Categories
algorithm big-o complexity-theory optimization performance

Big O, how do you calculate/approximate it?

955

Most people with a degree in CS will certainly know what Big O stands for.
It helps us to measure how well an algorithm scales.

But I’m curious, how do you calculate or approximate the complexity of your algorithms?

10

  • 5

    Maybe you don’t actually need to improve your algorithm’s complexity, but you should at least be able to compute it to decide…

    Sep 23, 2008 at 20:58

  • 5

    I found this a very clear explanation of Big O, Big Omega, and Big Theta: xoax.net/comp/sci/algorithms/Lesson6.php

    Dec 3, 2010 at 12:21

  • 36

    -1: Sigh, another abuse of BigOh. BigOh is just an asymptotic upper bound and could be used for anything and is not just CS related. Talking about BigOh as if there is one unique is meaningless (A linear time algorithm is also O(n^2), O(n^3) etc).
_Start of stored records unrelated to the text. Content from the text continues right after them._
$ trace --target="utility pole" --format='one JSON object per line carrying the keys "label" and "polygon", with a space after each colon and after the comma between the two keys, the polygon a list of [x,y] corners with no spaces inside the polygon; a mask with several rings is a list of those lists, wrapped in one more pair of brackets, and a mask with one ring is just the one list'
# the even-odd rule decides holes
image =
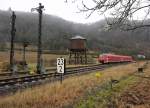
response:
{"label": "utility pole", "polygon": [[24,41],[23,42],[23,64],[24,64],[24,66],[25,66],[25,64],[26,64],[26,47],[28,46],[28,42],[26,42],[26,41]]}
{"label": "utility pole", "polygon": [[41,74],[41,67],[42,67],[42,13],[43,13],[44,6],[39,3],[39,7],[32,8],[31,11],[36,10],[39,13],[39,25],[38,25],[38,53],[37,53],[37,73]]}
{"label": "utility pole", "polygon": [[16,28],[15,28],[15,20],[16,20],[16,15],[15,12],[12,12],[11,16],[11,46],[10,46],[10,71],[13,73],[13,67],[14,67],[14,38],[15,38],[15,33],[16,33]]}

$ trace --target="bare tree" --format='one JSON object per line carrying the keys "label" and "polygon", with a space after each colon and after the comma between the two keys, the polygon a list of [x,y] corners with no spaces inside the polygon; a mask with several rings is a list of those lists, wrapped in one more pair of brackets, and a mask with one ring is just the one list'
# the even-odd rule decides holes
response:
{"label": "bare tree", "polygon": [[[69,1],[69,0],[68,0]],[[88,12],[90,17],[94,12],[104,15],[108,27],[120,27],[134,30],[150,27],[147,19],[150,15],[150,0],[73,0],[80,1],[80,12]],[[89,5],[89,3],[92,5]]]}

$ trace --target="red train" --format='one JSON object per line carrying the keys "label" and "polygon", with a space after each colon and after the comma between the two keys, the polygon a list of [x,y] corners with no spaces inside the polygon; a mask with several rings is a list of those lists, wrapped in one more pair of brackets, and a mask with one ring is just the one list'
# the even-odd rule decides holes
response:
{"label": "red train", "polygon": [[99,56],[100,63],[117,63],[117,62],[132,62],[131,56],[115,55],[115,54],[102,54]]}

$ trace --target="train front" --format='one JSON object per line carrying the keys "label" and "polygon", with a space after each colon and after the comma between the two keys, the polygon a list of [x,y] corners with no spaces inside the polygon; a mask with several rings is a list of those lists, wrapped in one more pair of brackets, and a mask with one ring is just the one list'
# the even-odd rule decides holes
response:
{"label": "train front", "polygon": [[105,61],[105,56],[104,56],[103,54],[102,54],[102,55],[99,55],[98,61],[99,61],[99,63],[104,63],[104,61]]}

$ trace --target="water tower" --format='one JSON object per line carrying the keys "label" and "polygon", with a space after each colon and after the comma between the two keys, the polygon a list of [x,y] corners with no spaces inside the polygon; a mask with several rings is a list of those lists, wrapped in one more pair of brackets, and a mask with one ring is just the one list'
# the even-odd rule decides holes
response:
{"label": "water tower", "polygon": [[86,52],[86,39],[82,36],[72,37],[69,46],[69,64],[86,64]]}

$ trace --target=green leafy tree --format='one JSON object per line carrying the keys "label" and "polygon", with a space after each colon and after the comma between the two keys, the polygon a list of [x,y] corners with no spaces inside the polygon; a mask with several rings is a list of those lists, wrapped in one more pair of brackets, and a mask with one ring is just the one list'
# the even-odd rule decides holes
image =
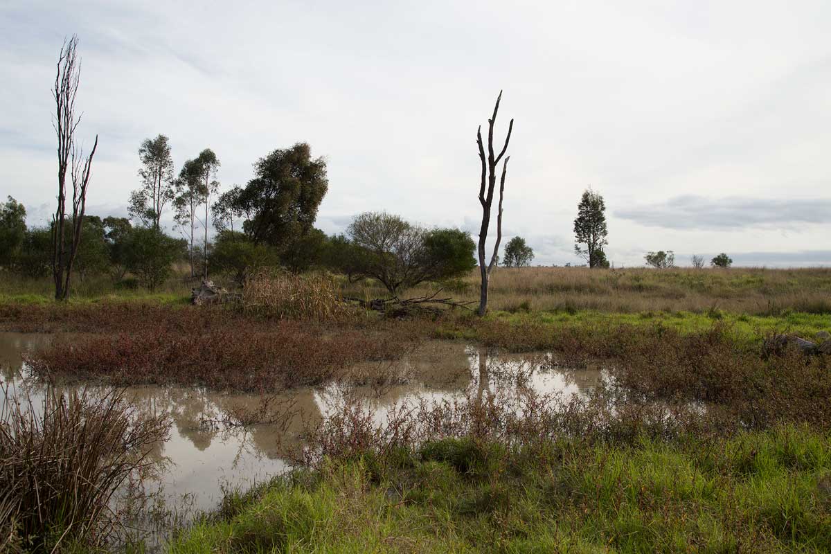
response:
{"label": "green leafy tree", "polygon": [[258,159],[234,207],[246,215],[243,229],[254,243],[283,249],[312,230],[328,189],[326,161],[298,143]]}
{"label": "green leafy tree", "polygon": [[11,196],[0,204],[0,267],[8,267],[26,240],[26,208]]}
{"label": "green leafy tree", "polygon": [[221,231],[210,253],[211,266],[227,272],[242,285],[253,272],[279,263],[274,249],[267,244],[255,244],[238,231]]}
{"label": "green leafy tree", "polygon": [[473,252],[476,243],[470,233],[461,229],[428,231],[424,238],[426,264],[430,279],[444,279],[470,273],[476,267]]}
{"label": "green leafy tree", "polygon": [[170,275],[171,267],[181,256],[183,241],[176,240],[154,227],[138,227],[127,236],[126,266],[143,287],[155,290]]}
{"label": "green leafy tree", "polygon": [[84,240],[78,246],[75,266],[81,280],[103,273],[110,267],[110,248],[104,222],[96,215],[84,218]]}
{"label": "green leafy tree", "polygon": [[116,279],[123,279],[127,272],[128,239],[133,226],[126,218],[104,218],[105,238],[110,257],[110,267]]}
{"label": "green leafy tree", "polygon": [[201,168],[194,160],[184,162],[175,182],[176,196],[173,201],[176,210],[175,219],[188,241],[191,278],[196,277],[196,249],[194,242],[198,224],[197,210],[204,196],[200,172]]}
{"label": "green leafy tree", "polygon": [[236,185],[219,194],[211,205],[214,228],[218,233],[225,230],[234,231],[234,220],[243,216],[243,212],[237,207],[237,199],[242,191],[242,187]]}
{"label": "green leafy tree", "polygon": [[327,248],[326,233],[312,228],[287,244],[280,252],[280,262],[295,273],[307,272],[323,263]]}
{"label": "green leafy tree", "polygon": [[29,277],[49,274],[52,257],[52,233],[48,227],[27,229],[12,262],[15,272]]}
{"label": "green leafy tree", "polygon": [[710,260],[710,265],[714,267],[730,267],[732,264],[733,258],[724,252]]}
{"label": "green leafy tree", "polygon": [[607,234],[603,197],[589,189],[583,194],[574,219],[574,253],[584,257],[589,267],[602,267],[602,262],[608,267],[602,254],[603,247],[609,243]]}
{"label": "green leafy tree", "polygon": [[351,281],[371,277],[392,295],[424,281],[455,277],[475,267],[475,243],[458,229],[427,231],[396,215],[366,212],[347,229],[341,271]]}
{"label": "green leafy tree", "polygon": [[671,250],[667,250],[666,252],[663,250],[650,252],[643,258],[647,261],[647,265],[657,269],[675,267],[675,252]]}
{"label": "green leafy tree", "polygon": [[534,250],[525,243],[522,237],[514,237],[505,245],[504,263],[508,267],[524,267],[531,264]]}
{"label": "green leafy tree", "polygon": [[159,228],[165,206],[176,195],[168,138],[159,135],[155,139],[145,140],[139,147],[139,159],[141,188],[130,194],[127,211],[131,217]]}
{"label": "green leafy tree", "polygon": [[195,167],[194,170],[197,172],[199,179],[199,190],[202,194],[199,199],[201,203],[204,204],[205,218],[202,222],[204,228],[204,242],[202,244],[202,251],[204,255],[202,257],[204,262],[203,267],[203,278],[208,278],[208,252],[210,252],[210,245],[208,243],[208,227],[210,225],[210,197],[219,189],[219,183],[216,180],[216,172],[219,169],[219,160],[216,154],[209,148],[199,153],[199,155],[194,160]]}

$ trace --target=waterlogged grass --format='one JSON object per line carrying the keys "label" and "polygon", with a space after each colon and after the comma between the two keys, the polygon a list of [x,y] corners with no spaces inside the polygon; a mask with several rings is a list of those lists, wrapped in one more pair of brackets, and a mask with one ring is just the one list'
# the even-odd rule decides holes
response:
{"label": "waterlogged grass", "polygon": [[684,334],[706,331],[714,323],[730,328],[737,338],[755,340],[768,333],[794,333],[812,338],[820,331],[831,329],[831,315],[786,312],[779,316],[749,316],[711,310],[704,313],[691,311],[642,311],[637,313],[605,313],[602,311],[555,311],[509,313],[497,311],[494,319],[512,323],[538,322],[552,328],[563,326],[607,327],[619,326],[652,326],[673,329]]}
{"label": "waterlogged grass", "polygon": [[831,436],[509,450],[447,439],[297,471],[171,542],[200,552],[824,552]]}

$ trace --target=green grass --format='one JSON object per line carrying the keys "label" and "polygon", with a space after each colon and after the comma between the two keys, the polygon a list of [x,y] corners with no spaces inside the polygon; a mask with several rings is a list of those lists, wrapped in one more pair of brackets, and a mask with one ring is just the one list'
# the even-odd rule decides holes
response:
{"label": "green grass", "polygon": [[749,316],[711,311],[705,313],[691,311],[641,311],[637,313],[607,313],[581,311],[539,311],[530,313],[494,312],[490,316],[513,323],[534,321],[553,327],[558,326],[644,326],[660,324],[681,333],[706,331],[714,322],[729,326],[740,337],[758,337],[769,332],[788,332],[813,337],[820,331],[831,329],[831,315],[789,312],[780,316]]}
{"label": "green grass", "polygon": [[713,441],[449,439],[298,471],[174,540],[199,552],[824,552],[831,436]]}

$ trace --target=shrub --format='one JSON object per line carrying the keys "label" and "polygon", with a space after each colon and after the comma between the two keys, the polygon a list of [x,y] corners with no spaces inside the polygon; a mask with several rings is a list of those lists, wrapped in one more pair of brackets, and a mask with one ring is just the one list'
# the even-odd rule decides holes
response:
{"label": "shrub", "polygon": [[180,241],[159,229],[139,227],[126,238],[125,265],[144,287],[153,291],[170,275],[170,267],[182,255]]}
{"label": "shrub", "polygon": [[254,244],[243,233],[234,231],[222,231],[210,253],[211,267],[230,273],[240,284],[252,273],[277,263],[272,248]]}
{"label": "shrub", "polygon": [[733,258],[724,252],[710,260],[710,265],[714,267],[730,267],[732,263]]}
{"label": "shrub", "polygon": [[139,418],[115,390],[96,397],[50,388],[36,406],[31,398],[6,402],[0,414],[0,547],[101,545],[115,523],[106,517],[111,497],[170,424],[165,416]]}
Saying it helps us measure efficiency is misleading too. Also, what is with the link to the complexity classes? If all you are interested in, is techniques to compute the running times of algorithms, how is that relevant?

    – Aryabhatta

    May 23, 2011 at 17:35


  • 42

    Big-O does not measure efficiency; it measures how well an algorithm scales with size (it could apply to other things than size too but that’s what we likely are interested here) – and that only asymptotically, so if you are out of luck an algorithm with a “smaller” big-O may be slower (if the Big-O applies to cycles) than a different one until you reach extremely large numbers.

    Sep 5, 2011 at 17:05


  • 7

    Choosing an algorithm on the basis of its Big-O complexity is usually an essential part of program design. It is most definitely not a case of ‘premature optimization’, which in any case is a much-abused selective quotation.

    Jan 31, 2016 at 23:52

1533

I’ll do my best to explain it here on simple terms, but be warned that this topic takes my students a couple of months to finally grasp. You can find more information on the Chapter 2 of the Data Structures and Algorithms in Java book.


There is no mechanical procedure that can be used to get the BigOh.

As a “cookbook”, to obtain the BigOh from a piece of code you first need to realize that you are creating a math formula to count how many steps of computations get executed given an input of some size.

The purpose is simple: to compare algorithms from a theoretical point of view, without the need to execute the code. The lesser the number of steps, the faster the algorithm.

For example, let’s say you have this piece of code:

int sum(int* data, int N) {
    int result = 0;               // 1

    for (int i = 0; i < N; i++) { // 2
        result += data[i];        // 3
    }

    return result;                // 4
}

This function returns the sum of all the elements of the array, and we want to create a formula to count the computational complexity of that function:

Number_Of_Steps = f(N)

So we have f(N), a function to count the number of computational steps. The input of the function is the size of the structure to process. It means that this function is called such as:

Number_Of_Steps = f(data.length)

The parameter N takes the data.length value. Now we need the actual definition of the function f(). This is done from the source code, in which each interesting line is numbered from 1 to 4.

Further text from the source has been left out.